I learned a little bit about black history today when I read Essence magazine’s tribute to Naomi Sims, the first black supermodel, passed away on Saturday from breast cancer at the young age of 61. I had never heard of Naomi Sims and had always attributed African American trailblazers in fashion and modeling to Beverly Johnson. The Mississippi-born Sims moved to New York to pursue a career in modeling and did not let racial prejudices deter her from getting great jobs.

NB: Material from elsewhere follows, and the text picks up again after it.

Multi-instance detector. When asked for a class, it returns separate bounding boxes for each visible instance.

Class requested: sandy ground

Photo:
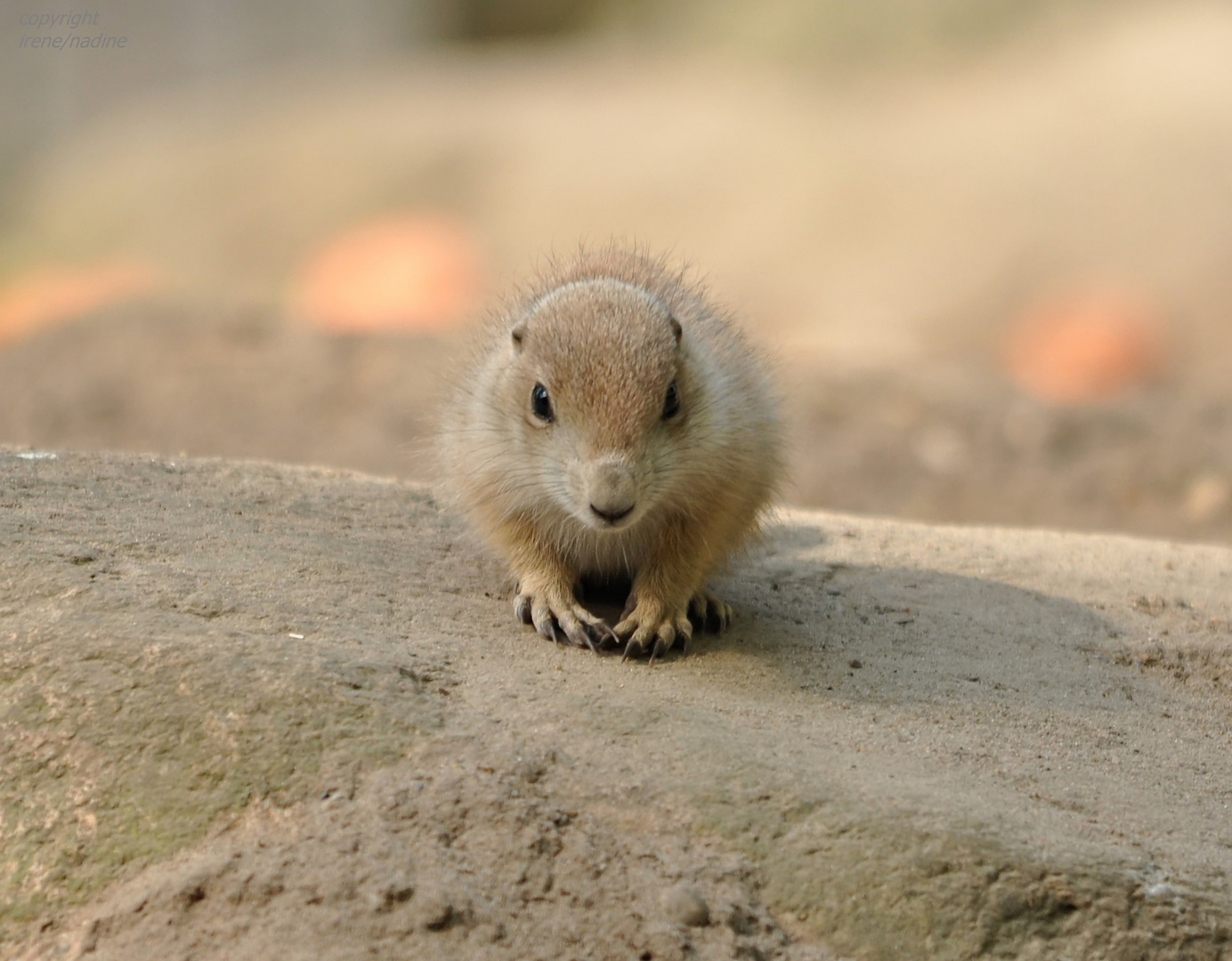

At a time when major modeling agencies told her that her skin was too dark, Sims turned directly to photographers, convincing Gosta Peterson to photograph her for the cover of the The New York Times Magazine‘s August 1967 fashion supplement, then called Fashions of The Times.

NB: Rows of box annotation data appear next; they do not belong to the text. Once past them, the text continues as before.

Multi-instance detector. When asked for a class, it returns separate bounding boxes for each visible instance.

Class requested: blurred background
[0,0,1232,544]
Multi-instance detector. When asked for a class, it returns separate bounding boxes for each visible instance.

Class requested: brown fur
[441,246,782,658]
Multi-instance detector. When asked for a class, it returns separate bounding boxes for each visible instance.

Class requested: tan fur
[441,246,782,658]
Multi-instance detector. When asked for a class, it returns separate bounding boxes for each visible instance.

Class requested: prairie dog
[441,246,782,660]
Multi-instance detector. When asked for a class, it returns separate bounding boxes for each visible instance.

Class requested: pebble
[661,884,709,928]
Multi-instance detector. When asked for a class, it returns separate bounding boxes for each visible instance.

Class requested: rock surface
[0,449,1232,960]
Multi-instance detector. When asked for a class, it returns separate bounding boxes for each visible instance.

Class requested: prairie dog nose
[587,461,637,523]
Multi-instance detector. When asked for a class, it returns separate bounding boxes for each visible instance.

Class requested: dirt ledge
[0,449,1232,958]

“Black wasn’t beautiful then,” said Sims in an interview with Black Enterprise magazine. “The darker your skin, the less good-looking you were considered; and I was too tall, and too skinny.”
Sims, seen here in an interview with Andy Warhol, was loved by so many. Halston dubbed the leggy beauty the first supermodel. “Naomi was the first,” the designer Halston told The New York Times in 1974. “She was the great ambassador for all black people. She broke down all the social barriers.”

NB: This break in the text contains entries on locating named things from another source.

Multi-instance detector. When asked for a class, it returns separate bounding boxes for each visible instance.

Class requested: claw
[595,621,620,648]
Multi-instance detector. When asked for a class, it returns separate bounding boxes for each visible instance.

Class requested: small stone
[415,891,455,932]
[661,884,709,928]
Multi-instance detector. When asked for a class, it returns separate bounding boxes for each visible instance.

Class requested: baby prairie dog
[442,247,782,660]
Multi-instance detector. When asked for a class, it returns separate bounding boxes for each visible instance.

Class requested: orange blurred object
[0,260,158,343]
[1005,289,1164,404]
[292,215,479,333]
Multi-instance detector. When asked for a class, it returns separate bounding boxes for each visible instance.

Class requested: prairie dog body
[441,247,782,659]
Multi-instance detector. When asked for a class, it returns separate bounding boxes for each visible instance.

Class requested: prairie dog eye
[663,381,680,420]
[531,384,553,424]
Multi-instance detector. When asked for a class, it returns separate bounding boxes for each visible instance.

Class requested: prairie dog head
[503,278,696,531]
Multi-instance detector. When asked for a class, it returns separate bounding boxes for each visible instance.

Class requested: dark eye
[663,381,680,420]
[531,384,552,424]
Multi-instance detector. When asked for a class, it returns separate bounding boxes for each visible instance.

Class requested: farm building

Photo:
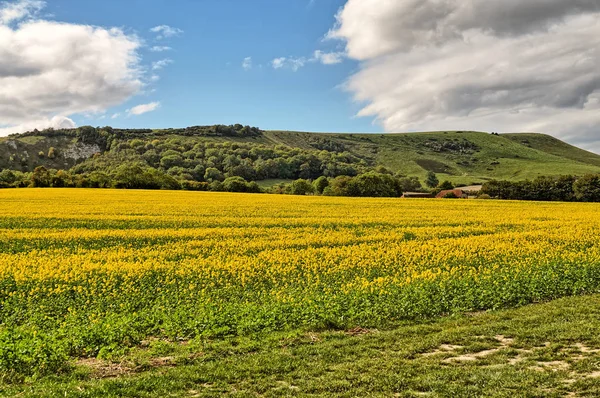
[401,192,433,199]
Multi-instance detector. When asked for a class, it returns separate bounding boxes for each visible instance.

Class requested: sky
[0,0,600,153]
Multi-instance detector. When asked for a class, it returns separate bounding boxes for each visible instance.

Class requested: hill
[0,125,600,185]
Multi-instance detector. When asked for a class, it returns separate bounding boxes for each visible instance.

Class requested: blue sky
[0,0,600,153]
[44,0,381,132]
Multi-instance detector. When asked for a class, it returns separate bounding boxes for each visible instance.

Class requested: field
[0,189,600,395]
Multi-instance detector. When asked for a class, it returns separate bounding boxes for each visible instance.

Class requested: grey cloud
[328,0,600,60]
[330,0,600,152]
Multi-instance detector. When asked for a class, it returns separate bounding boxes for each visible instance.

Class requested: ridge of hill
[0,125,600,185]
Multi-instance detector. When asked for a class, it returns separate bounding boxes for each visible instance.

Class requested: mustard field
[0,189,600,378]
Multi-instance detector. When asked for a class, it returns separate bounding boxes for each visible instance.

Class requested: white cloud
[271,57,286,69]
[127,102,160,116]
[312,50,345,65]
[0,0,46,25]
[242,57,252,70]
[150,46,172,53]
[0,1,143,134]
[271,50,345,72]
[328,0,600,151]
[0,116,77,136]
[271,57,307,72]
[150,25,183,40]
[152,58,173,70]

Ms. Sims was suddenly in high demand, modeling for top designers like Halston, Teal Traina, Fernando Sánchez and Giorgio di Sant’Angelo, and standing at the vanguard of a fashion movement for black models that would give rise to runway stars of the 1970s, including Pat Cleveland, Alva Chinn and Beverly Johnson. [New York Times]
Sims quit modeling after five years in the industry to start her own beauty empire. She wrote several books and launched a successful wig collection targeted at African-American women in 1976, followed by a cosmetics line in 1986. Sims once wrote on her personal website: “If they use you, it’s because you’re Black,” referring to the prejudices in the modeling industry.